Are all TV formats eligible for the Location or PDV Offset?

  • Certain formats are not eligible for the Location and PDV Offsets including advertising, discussion, quiz, panel, variety and games shows as well as footage of a public event, training films and computer games.
  • Documentary feature films are not eligible for the Location and PDV Offsets, but TV documentaries are.

How do you know if a project has received the Location or PDV Offset?

  • As both the Location and PDV Offsets are tax rebates, companies are not required to disclose if they have received the offset.

For more information on Location and PDV Offsets, including total QAPE expenditure and estimated rebates each year, contact the Department of Communications and the Arts by email [email protected]

Original Australian production commissioned by ABC TV and Netflix The Letdown

AUSTRALIAN CONTENT QUOTAS

What Australian content quotas are currently in place?

  • For commercial free-to-air TV networks, 55% of content on the primary channel (between 6am and midnight) must be Australian content and at least 1,460 hours of Australian content must play across the network’s non primary channels (e.g. 7Mate, 9Go).
  • Sub-quotas also apply to commercial free-to-air networks:
  • Achieve a minimum of 250 ‘points’ each year for Australian first-run drama. Each point is a standard hour of Australian drama broadcast in prime time, with extra points for feature films, mini-series and series produced at a rate of one hour or less per week.
  • Broadcast at least 20 hours of first-run Australian documentary programs each year.
  • Broadcast at least 390 hours of children’s and preschool children’s programming each year, including 25 hours of first-run Australian children’s drama.
  • Higher quotas are set for adult and children’s drama over three-year periods
  • For subscription television, 10% of the total program expenditure on drama channels (e.g. Fox 8, Showcase, UKTV) must be on Australian drama programs. In 2015-16, the expenditure requirement was $32.79 million.
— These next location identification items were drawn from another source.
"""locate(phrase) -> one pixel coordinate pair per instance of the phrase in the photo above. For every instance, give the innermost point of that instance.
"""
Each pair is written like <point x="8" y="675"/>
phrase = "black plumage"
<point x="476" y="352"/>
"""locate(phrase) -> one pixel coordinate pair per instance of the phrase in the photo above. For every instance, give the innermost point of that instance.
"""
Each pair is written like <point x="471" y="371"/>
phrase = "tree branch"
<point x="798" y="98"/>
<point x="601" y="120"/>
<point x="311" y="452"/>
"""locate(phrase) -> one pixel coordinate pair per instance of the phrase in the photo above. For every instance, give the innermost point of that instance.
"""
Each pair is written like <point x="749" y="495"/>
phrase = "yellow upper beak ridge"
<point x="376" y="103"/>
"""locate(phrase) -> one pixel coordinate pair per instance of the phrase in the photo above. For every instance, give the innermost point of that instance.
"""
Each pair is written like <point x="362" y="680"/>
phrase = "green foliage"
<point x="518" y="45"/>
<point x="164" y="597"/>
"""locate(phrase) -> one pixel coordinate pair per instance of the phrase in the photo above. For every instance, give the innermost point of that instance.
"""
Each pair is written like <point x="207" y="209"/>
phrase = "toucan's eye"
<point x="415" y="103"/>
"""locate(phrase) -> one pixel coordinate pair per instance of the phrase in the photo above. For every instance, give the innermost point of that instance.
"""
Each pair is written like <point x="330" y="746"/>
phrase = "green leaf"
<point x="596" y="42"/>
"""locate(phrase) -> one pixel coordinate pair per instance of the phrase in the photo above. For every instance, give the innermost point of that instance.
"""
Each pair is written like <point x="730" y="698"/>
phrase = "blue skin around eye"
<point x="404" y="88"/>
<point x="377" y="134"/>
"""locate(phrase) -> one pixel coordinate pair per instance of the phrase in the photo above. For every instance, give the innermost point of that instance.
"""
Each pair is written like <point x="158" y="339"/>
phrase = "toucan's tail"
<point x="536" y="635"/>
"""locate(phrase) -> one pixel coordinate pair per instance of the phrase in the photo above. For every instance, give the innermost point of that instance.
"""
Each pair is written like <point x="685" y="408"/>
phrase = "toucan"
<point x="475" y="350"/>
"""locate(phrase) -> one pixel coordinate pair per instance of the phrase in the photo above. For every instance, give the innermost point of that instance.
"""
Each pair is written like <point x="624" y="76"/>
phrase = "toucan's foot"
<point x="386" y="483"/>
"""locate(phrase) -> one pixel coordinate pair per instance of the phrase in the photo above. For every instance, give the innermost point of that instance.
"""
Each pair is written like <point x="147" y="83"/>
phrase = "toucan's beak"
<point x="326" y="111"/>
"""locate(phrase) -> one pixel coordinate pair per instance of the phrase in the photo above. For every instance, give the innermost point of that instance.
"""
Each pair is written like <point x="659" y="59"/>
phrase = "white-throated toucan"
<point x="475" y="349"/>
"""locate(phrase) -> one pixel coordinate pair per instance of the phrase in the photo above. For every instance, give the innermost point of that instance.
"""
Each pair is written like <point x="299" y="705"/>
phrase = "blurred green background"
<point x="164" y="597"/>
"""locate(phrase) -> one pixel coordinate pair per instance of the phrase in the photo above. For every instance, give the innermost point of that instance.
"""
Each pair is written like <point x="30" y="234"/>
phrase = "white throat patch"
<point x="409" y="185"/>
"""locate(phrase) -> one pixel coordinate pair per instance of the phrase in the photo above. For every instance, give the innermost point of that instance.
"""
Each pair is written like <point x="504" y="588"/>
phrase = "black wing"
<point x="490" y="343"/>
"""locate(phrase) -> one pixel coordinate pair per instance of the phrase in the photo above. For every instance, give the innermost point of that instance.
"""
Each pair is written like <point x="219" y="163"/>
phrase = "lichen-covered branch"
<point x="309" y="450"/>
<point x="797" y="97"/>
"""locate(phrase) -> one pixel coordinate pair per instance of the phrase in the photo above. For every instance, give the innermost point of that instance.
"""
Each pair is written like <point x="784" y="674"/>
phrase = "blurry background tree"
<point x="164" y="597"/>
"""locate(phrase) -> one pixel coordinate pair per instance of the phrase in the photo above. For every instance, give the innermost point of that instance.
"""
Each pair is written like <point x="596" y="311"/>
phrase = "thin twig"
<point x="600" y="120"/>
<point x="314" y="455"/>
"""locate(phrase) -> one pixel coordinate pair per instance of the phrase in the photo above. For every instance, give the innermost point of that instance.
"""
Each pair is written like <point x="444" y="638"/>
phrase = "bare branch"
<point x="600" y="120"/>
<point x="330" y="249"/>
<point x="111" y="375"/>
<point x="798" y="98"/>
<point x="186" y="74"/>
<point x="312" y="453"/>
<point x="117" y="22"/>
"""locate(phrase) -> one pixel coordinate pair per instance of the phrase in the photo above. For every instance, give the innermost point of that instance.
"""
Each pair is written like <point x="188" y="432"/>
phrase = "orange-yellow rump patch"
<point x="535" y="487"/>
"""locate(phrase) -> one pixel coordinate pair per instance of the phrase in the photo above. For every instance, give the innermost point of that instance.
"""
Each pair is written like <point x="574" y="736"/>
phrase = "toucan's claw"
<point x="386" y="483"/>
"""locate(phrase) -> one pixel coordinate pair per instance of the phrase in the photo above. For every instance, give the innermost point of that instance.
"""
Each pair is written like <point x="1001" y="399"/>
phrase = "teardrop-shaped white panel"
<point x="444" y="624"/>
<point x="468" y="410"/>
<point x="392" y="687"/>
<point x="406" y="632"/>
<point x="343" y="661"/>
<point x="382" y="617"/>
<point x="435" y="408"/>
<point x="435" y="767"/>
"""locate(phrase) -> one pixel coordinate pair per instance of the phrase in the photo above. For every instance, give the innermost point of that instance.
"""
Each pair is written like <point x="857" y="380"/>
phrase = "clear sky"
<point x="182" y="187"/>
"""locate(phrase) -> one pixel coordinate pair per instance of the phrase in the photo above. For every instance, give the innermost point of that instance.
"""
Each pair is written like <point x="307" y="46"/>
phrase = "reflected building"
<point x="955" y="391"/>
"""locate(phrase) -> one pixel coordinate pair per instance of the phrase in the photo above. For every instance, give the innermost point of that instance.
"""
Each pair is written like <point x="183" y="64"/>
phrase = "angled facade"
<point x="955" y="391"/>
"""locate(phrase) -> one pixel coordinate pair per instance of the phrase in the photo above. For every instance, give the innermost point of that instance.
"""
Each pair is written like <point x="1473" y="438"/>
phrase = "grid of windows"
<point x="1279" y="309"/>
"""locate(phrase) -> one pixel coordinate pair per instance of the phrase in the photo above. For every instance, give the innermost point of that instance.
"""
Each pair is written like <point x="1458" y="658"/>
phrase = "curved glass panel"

For more detailed information visit the ACMA website or contact [email protected]

Do Australian content quotas currently apply to SVOD services and online content providers?

  • Quotas don’t currently apply, however Foxtel Now, Stan and Netflix all carry Australian content. This includes original Australian productions which have received Screen Australia funding such as The Other Guy, Wolf Creek, and comedy special Chaperones, which were all commissioned by Stan; as well as The Letdown, The Legend of Monkey and Glitch S2 commissioned by ABC TV and Netflix; and Let’s Talk About Series 2 commissioned by Foxtel Now (Presto).
  • Netflix has also picked up rights to Screen Australia-supported original Australian features Cargo, Casting JonBenet and Berlin Syndrome and have commissioned Australian drama series Tidelands, which was supported by Screen Australia at the development stage.

THE AUSTRALIAN AND CHILDREN’S SCREEN CONTENT REVIEW 2017

The Australian Government is undertaking a comprehensive review of Australian and children’s screen content, with the Terms of Reference released on 23 May 2017.

The review will examine the above support measures, regulations and incentives and will be conducted jointly by the Department of Communications and the Arts, the Australian Communications and Media Authority and Screen Australia. All Australians can make a submission to the review, with details of the consultation process to be released shortly.